Review ArticleVolume 13, Number 6, 2017 Aug 25

JOURNAL:EuroIntervention. Article Link

State of the art: duration of dual antiplatelet therapy after percutaneous coronary intervention and coronary stent implantation - past, present and future perspectives.

Gargiulo G, Valgimigli M, Capodanno D et al. Keywords: percutaneous coronary intervention ; dual antiplatelet therapy; randomised trials

ABSTRACT

Evidence from studies published more than 10 years ago suggested that patients receiving first-generation drug-eluting stents (DES) needed dual antiplatelet therapy (DAPT) for at least 12 months.

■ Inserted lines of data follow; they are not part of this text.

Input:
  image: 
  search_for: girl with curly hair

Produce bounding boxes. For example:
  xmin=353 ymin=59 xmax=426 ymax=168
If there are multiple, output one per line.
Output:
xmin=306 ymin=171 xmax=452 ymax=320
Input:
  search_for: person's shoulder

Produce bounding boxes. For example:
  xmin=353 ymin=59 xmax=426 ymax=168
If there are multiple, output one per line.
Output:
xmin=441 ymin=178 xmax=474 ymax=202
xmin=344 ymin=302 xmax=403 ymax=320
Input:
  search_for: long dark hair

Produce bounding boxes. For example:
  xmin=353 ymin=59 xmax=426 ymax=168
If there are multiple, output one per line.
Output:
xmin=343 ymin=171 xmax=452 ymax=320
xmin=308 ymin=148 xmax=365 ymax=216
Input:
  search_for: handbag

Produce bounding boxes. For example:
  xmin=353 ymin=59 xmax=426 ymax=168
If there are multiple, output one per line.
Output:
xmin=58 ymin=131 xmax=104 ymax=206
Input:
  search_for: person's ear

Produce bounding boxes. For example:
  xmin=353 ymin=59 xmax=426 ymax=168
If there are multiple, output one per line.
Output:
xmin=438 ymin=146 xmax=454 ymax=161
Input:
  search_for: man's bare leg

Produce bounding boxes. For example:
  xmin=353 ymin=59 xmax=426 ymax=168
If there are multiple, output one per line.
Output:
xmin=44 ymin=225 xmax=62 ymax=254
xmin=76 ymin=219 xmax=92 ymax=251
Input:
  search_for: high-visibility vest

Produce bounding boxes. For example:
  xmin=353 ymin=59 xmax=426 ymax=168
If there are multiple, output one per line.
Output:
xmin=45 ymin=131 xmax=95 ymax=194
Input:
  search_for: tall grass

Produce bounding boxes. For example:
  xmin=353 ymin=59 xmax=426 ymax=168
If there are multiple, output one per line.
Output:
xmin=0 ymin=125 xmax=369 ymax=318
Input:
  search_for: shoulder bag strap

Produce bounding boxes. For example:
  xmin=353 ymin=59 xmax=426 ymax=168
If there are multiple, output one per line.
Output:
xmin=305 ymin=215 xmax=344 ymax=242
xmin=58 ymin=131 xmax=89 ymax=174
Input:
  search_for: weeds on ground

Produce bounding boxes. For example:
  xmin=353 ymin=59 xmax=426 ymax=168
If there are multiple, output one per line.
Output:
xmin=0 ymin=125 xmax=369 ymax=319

Current evidence from randomised controlled trials (RCT) reported within the past five years suggests that patients with stable ischaemic heart disease who receive newer-generation DES need DAPT for a minimum of three to six months. Patients who undergo stenting for an acute coronary syndrome benefit from DAPT for at least 12 months, but a Bayesian network meta-analysis confirms that extending DAPT beyond 12 months confers a trade-off between reduced ischaemic events and increased bleeding. However, the network meta-analysis finds no credible increase in all-cause mortality if DAPT is lengthened from three to six months to 12 months (posterior median odds ratio [OR] 0.98; 95% Bayesian credible interval [BCI]: 0.73-1.43), from 12 months to 18-48 months (OR 0.87; 95% BCI: 0.64-1.17), or from three to six months to 18-48 months (OR 0.86; 95% BCI: 0.63-1.21). Future investigation should focus on identifying scoring systems that have excellent discrimination and calibration. Although predictive models should be incorporated into systems of care, most decisions about DAPT duration will be based on clinical judgement and patient preference.